From: "Darrick J. Wong" <darrick.wong@oracle.com>
To: Kent Overstreet <kmo@daterainc.com>
Cc: Sam Fulcomer <enotty@brown.edu>,
Francis Moreau <francis.moro@gmail.com>,
Daniel J Blueman <daniel@quora.org>,
linux-bcache@vger.kernel.org
Subject: Re: [PATCH] bcache: fix writeback thread to sleep less intrusively
Date: Fri, 11 Apr 2014 19:31:01 -0700 [thread overview]
Message-ID: <20140412023101.GC9176@birch.djwong.org> (raw)

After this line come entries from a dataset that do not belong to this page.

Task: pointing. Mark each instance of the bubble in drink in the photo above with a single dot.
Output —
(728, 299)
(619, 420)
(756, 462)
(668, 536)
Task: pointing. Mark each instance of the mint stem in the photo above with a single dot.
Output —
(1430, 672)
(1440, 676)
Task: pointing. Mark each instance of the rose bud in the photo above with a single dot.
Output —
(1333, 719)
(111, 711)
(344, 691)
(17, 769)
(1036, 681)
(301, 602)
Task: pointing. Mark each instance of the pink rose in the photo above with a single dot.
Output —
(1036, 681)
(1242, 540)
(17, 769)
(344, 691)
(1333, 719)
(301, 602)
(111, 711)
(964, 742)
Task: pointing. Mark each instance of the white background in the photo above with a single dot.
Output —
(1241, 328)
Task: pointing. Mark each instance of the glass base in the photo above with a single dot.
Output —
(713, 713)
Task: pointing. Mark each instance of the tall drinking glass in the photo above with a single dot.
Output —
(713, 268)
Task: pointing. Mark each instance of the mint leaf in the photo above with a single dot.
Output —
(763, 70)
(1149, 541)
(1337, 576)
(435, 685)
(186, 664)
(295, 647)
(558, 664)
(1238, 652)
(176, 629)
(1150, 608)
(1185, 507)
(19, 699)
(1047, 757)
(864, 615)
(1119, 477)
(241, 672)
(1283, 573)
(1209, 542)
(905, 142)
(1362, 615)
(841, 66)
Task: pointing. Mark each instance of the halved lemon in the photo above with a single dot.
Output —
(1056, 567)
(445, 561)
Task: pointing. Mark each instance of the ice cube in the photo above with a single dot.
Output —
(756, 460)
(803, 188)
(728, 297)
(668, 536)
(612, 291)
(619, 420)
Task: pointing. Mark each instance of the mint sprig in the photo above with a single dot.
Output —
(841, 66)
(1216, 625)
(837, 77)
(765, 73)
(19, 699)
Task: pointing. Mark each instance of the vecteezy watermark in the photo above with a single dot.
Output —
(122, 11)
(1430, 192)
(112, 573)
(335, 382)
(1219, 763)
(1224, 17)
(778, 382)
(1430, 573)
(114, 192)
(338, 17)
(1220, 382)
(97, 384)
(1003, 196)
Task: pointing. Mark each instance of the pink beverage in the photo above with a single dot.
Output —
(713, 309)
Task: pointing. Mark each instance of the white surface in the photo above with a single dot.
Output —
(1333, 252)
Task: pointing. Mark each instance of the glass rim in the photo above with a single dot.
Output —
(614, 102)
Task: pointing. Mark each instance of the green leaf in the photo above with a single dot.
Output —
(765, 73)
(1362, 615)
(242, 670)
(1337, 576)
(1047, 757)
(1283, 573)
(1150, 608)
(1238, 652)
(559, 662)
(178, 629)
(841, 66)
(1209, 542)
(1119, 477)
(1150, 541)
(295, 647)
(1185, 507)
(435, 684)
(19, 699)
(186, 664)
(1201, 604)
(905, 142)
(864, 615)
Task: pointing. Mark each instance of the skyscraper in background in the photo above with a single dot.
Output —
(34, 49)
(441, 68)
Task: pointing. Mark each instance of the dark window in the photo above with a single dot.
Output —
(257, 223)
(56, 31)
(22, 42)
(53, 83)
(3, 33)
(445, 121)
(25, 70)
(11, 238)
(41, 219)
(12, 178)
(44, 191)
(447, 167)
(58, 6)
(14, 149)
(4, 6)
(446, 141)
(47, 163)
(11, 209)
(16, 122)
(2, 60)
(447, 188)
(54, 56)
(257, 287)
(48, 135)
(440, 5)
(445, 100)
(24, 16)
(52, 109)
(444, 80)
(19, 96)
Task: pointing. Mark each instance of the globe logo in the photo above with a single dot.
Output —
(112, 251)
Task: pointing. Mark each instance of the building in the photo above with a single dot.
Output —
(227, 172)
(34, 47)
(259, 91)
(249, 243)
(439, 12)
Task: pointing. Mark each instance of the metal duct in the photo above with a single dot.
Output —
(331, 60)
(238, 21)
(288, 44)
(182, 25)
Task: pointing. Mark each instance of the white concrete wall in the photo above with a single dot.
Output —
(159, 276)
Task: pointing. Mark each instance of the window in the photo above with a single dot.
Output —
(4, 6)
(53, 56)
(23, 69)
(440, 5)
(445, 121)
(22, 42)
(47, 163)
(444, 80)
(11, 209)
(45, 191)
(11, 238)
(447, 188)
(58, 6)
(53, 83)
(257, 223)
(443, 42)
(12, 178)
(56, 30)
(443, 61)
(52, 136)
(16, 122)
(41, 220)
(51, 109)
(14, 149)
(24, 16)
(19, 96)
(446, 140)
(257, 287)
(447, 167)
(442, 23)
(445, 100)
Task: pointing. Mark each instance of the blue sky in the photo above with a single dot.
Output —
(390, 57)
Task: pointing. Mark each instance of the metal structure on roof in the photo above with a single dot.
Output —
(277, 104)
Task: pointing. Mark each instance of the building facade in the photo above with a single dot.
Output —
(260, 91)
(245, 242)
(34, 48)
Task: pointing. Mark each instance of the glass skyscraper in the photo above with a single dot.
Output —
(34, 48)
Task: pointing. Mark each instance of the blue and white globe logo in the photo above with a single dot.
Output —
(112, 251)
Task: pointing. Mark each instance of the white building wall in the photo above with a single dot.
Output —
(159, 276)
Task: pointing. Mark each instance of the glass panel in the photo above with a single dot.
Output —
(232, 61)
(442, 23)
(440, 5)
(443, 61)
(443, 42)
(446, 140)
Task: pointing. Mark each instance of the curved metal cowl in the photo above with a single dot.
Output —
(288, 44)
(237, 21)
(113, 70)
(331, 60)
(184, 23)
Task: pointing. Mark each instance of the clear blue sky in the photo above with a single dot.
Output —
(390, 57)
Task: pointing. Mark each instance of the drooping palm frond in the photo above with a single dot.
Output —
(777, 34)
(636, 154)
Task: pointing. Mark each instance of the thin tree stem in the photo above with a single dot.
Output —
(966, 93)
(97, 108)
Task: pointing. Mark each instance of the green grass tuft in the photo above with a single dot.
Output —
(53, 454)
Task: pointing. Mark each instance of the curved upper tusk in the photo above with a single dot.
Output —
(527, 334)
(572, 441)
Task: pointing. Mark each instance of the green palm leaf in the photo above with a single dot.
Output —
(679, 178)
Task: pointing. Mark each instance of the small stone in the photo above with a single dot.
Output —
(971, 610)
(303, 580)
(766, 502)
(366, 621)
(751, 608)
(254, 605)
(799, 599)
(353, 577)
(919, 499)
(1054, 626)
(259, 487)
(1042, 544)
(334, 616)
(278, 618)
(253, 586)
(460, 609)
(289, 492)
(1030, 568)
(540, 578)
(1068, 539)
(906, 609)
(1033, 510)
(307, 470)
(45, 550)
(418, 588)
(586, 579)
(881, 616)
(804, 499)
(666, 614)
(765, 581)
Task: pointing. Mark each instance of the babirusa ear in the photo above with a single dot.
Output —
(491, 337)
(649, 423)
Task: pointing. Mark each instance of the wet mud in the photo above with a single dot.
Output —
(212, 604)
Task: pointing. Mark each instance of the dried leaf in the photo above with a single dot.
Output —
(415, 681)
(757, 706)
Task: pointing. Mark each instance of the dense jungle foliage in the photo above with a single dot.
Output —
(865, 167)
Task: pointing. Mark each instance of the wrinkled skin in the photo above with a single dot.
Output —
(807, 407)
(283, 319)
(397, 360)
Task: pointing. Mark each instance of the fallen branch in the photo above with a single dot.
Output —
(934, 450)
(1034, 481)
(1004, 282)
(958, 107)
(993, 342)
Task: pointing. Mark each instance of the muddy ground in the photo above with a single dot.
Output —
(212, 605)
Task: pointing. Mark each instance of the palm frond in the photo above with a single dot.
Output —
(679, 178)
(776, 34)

In-Reply-To: <20140411014135.GA18933@birch.djwong.org>
On Thu, Apr 10, 2014 at 06:41:35PM -0700, Darrick J. Wong wrote:
> On Thu, Apr 10, 2014 at 05:46:49PM -0700, Kent Overstreet wrote:
> > On Thu, Apr 10, 2014 at 05:26:36PM -0700, Darrick J. Wong wrote:
> > > Hi all,
> > >
> > > The attached patch fixes both the "writeback blocked for XXX seconds"
> > > complaints from the kernel and the oddly high load averages on idle systems
> > > problems for me. Can you give it a try to see if it fixes your problem too?
> > >
> > > --D
> > > ---
> > > Currently, the writeback thread performs uninterruptible sleep while
> > > it waits for enough dirty data to accumulate to start writeback.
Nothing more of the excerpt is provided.